飛鳥時代の東北地方は「蝦夷(えみし)」と呼ばれ、中央の政治が行き届かない場所とされていました。
今回は飛鳥時代に行われた蝦夷征伐と、現在使われている「蝦夷(えぞ)との違いなどについてご説明します。
飛鳥時代の蝦夷について
飛鳥時代以前から、日本人は「倭人」と呼ばれていて、この当時の日本は東アジア諸国から「倭の国」と認識されていました。
古墳時代の中央集権であったヤマト政権も「倭」を自称し、この政権を引き継いだ飛鳥時代の律令国家は、主に東北の北の地方の人々を「蝦夷(えみし)」と呼び、異族視していたのです。

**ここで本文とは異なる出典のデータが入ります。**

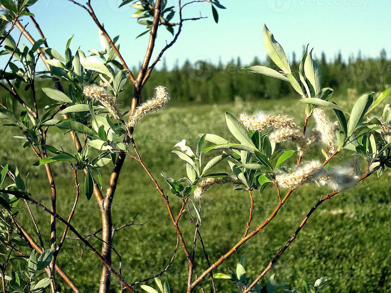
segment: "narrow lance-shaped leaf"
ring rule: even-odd
[[[379,95],[379,96],[377,97],[377,98],[376,99],[376,100],[375,101],[375,103],[373,103],[373,105],[372,106],[369,108],[369,110],[366,111],[366,113],[365,113],[365,115],[367,115],[368,113],[371,112],[371,111],[373,110],[377,106],[380,104],[383,100],[388,96],[390,95],[390,94],[391,94],[391,87],[389,88]]]
[[[332,103],[331,102],[325,101],[324,100],[321,100],[317,98],[307,98],[306,99],[302,99],[300,100],[300,102],[304,103],[305,104],[311,104],[311,105],[323,106],[326,107],[328,108],[331,108],[332,109],[337,109],[345,113],[348,113],[346,110],[336,104]]]
[[[263,33],[265,48],[267,55],[282,70],[291,73],[291,66],[282,47],[274,39],[273,34],[265,25],[264,26]]]
[[[314,88],[315,95],[317,95],[321,89],[321,77],[319,65],[316,61],[312,59],[312,50],[311,50],[305,59],[304,72],[305,77]]]
[[[42,91],[51,99],[64,103],[72,103],[72,100],[62,92],[51,88],[42,88]]]
[[[86,180],[84,182],[84,192],[86,194],[86,197],[89,200],[91,199],[91,197],[94,191],[94,181],[92,175],[89,170],[87,170],[86,174]]]
[[[250,72],[263,74],[264,75],[267,75],[267,76],[274,77],[274,78],[278,79],[283,80],[286,81],[289,80],[288,78],[285,76],[285,75],[282,73],[280,73],[278,71],[276,71],[274,69],[269,68],[269,67],[266,67],[265,66],[255,65],[255,66],[252,66],[251,67],[243,67],[242,69],[248,70]]]
[[[237,139],[242,145],[252,148],[254,147],[254,144],[249,136],[247,130],[233,115],[230,113],[226,112],[225,120],[228,129]]]
[[[363,95],[357,100],[350,114],[350,119],[348,123],[348,136],[347,138],[352,136],[357,125],[364,116],[365,113],[373,102],[373,92]]]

現在でも「倭」と「蝦夷」の境界線についてははっきりしていないものの、当時は蝦夷を征伐して律令国家に組み込むことが必要とされ、蝦夷征伐が行われました。
その蝦夷征伐によって飛鳥時代中期以後は蝦夷も中央政権に従うようになり、国内のほとんどを治めるようになったのです。
日本書紀の神武東征記中に詠まれている歌が、蝦夷についての最も古い記録です。
そこには「えみしを、ひたりももなひと、ひとはいへども、たむかひもせず」とあり、蝦夷は一人で百人に相当する強い兵だと人は言うけれど、抵抗もせずに負けたという意味となっています。
蝦夷征伐で活躍した阿倍比羅夫
阿倍比羅夫は、飛鳥時代の将軍で、越国守・後将軍・大宰帥を歴任した人物です。
飛鳥時代に東北や北海道に軍を出すということは大変な作業でしたが、阿倍比羅夫は662年に中大兄皇子(後の天智天皇)の命によって、百済救援のために朝鮮半島にまで渡ったと伝わります。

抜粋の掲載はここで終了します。